L’amant de Madeleine vient de remettre à Ferron la clef de la maison où s’est consommé l’adultère !… C’est la « surprise » préparée par le Roi-Chevalier !

Un râle, un sanglot d’abominable souffrance déchire sa gorge… Soudain, une main le touche à l’épaule.

– Me voici, maître Ferron, murmure quelqu’un. Fidèle au rendez-vous…

Ferron regarde d’un œil hébété…

– Le bourreau !… exclame-t-il avec un frisson de joie.

– Pour vous servir, mon maître. Vous m’avez dit : « Viens à huit heures, à l’enclos des Tuileries. Il y aura de la besogne pour toi. » Je suis venu !

Ferron essuie la sueur qui coule de son front… Puis il saisit la main du bourreau :

– Ce que je t’ai demandé tantôt… es-tu décidé à le faire ?… Tu n’hésiteras pas ?…

– Puisque vous allez me payer !…

– Il s’agit d’une femme… entends-tu ?

– Homme ou femme, c’est bon ! Puisque vous me payez !

– Tout est prêt ?… La voiture ?…

– Là, dans l’angle de la Tuilerie…

– Bon ! halète Ferron. Tu ne mens pas ? Tu n’as pas peur ? Tu feras la chose ?

– À onze heures et demie, on m’ouvrira la porte Saint-Denis : j’y connais quelqu’un. À minuit, homme ou femme, tout sera fini !…

– Attends ici, alors ! Attends !

Ferron s’élance vers la mystérieuse et coquette maison.

En haut, Madeleine Ferron, avec des gestes languides, s’habille et songe à ce qu’elle va raconter à son mari, là-bas, dans le logis marital, pour expliquer sa longue absence…

Car elle aime !… Follement, de toute son âme, de tout son corps, elle aime !

Et de ses lèvres humides, de ses yeux noyés de tendresse, Madeleine Ferron sourit doucement à sa propre image que lui renvoie le grand miroir devant lequel elle s’est placée. Tout à coup, ses lèvres se glacent…

Elle demeure sans voix, sans un geste. Invinciblement ses yeux, agrandis par la terreur, s’attachent à une image que lui renvoie maintenant le miroir… l’image de l’homme qui vient d’ouvrir la porte, et blême, pareil à un spectre, s’est arrêté dans l’encadrement… l’image de Ferron !…

Le mari est là avec son regard glacial qu’elle sent peser sur sa nuque frissonnante !…

Par un suprême effort d’énergie, Madeleine parvient à reconquérir un peu de sang-froid.
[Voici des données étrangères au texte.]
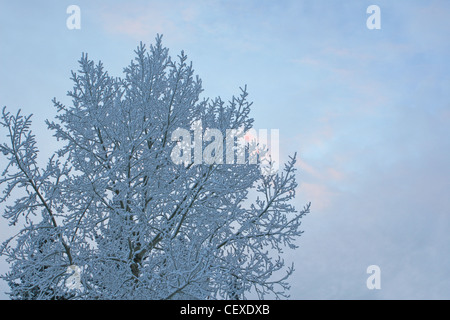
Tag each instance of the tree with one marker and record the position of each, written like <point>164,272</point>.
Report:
<point>114,205</point>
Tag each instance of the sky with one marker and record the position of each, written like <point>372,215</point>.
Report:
<point>367,111</point>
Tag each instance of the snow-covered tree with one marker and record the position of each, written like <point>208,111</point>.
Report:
<point>112,216</point>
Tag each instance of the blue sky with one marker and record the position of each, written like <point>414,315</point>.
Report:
<point>368,111</point>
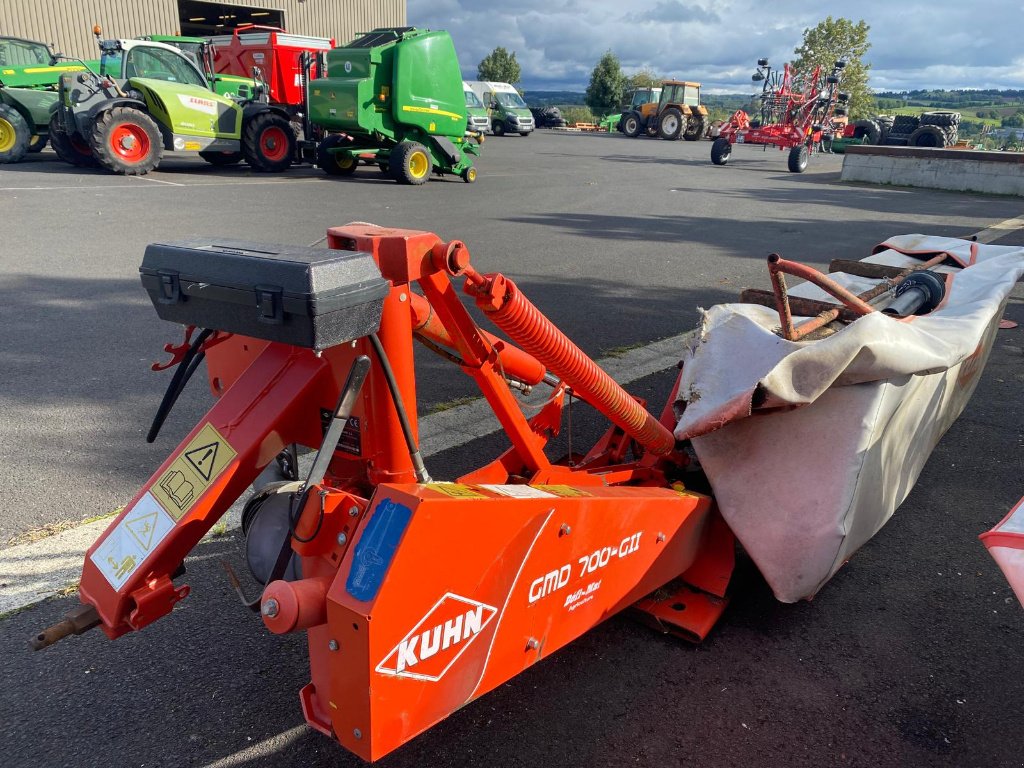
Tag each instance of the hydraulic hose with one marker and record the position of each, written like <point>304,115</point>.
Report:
<point>528,328</point>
Elle se retourne, en même temps que Ferron entre tout à fait et ferme la porte…

– Comment êtes-vous ici ? murmure-t-elle angoissée.

Ferron veut répondre… La parole confuse qui s’exhale de ses lèvres n’est qu’un râle… Alors, il fait un geste… Il montre la clef que lui a remise François Ier, et qu’il tient encore à la main. Cette clef, Madeleine la reconnaît.
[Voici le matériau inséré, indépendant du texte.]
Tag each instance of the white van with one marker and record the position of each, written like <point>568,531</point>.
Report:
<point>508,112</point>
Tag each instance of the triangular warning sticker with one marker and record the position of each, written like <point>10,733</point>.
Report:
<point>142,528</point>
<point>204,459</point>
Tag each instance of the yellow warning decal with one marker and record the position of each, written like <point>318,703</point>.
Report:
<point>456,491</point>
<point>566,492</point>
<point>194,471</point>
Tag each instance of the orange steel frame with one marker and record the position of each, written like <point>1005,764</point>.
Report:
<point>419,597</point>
Une idée terrible traverse son cerveau : Ferron a guetté le roi !… Ferron a tué le roi !… Sa terreur tombe. Elle bondit sur son mari. Elle saisit ses deux poignets.

– Cette clef ! hurle-t-elle, cette clef !… Comment l’avez-vous eue !…
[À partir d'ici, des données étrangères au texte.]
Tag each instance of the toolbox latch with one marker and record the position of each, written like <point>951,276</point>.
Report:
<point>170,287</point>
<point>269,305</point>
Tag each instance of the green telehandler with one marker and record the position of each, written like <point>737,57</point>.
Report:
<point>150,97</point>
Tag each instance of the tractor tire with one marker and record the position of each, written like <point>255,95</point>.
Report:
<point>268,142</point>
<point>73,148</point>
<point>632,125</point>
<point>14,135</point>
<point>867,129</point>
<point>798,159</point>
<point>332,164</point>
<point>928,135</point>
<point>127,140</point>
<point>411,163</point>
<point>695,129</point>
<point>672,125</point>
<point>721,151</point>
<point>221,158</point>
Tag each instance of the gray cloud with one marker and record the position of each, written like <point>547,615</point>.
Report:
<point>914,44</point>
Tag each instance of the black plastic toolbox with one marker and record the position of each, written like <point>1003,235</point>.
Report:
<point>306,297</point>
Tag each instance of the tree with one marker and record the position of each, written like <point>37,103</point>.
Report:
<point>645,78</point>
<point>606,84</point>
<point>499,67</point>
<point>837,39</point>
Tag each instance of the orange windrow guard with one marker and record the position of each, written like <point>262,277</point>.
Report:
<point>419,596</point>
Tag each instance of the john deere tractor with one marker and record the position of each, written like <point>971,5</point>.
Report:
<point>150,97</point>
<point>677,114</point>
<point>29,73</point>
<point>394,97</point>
Ferron devine sa pensée. D’une secousse, il se débarrasse de l’étreinte de Madeleine et il la repousse. Elle va tomber près de la fenêtre, reprise de terreur devant cet homme qui s’avance sur elle, les poings levés, en râlant :

– Malheureuse ! Je connais ton infamie et la sienne ! Cette clef ! C’est lui qui me l’a remise ! C’est ton amant ! C’est le roi !

Affolée, Madeleine se relève, ouvre la fenêtre, se penche.

Folie !… Ce n’est pas possible !… Son François n’a pu être infâme à ce point ! Son roi va accourir à son appel !

– À moi, mon François ! clame-t-elle.

Cette fois, le roi répond. De sa voix railleuse, il crie :

– J’ai brisé ma ferronnière… Adieu ma mie !… Adieu, ma belle Ferronnière !…

La voix du roi François Ier s’éloigne, chantant sa ballade favorite, et se perd parmi des rires étouffés. Plus rien : un silence tragique !

Madeleine, pétrifiée, hébétée, est frappée de vertige… Tout s’effondre autour d’elle… son cœur se brise… un immense dégoût l’envahit… elle se penche, écumante, et de sa bouche crispée jaillit une farouche insulte :

– Roi de France !… Lâche !… Lâche !…

Et elle retombe en arrière, comme une masse.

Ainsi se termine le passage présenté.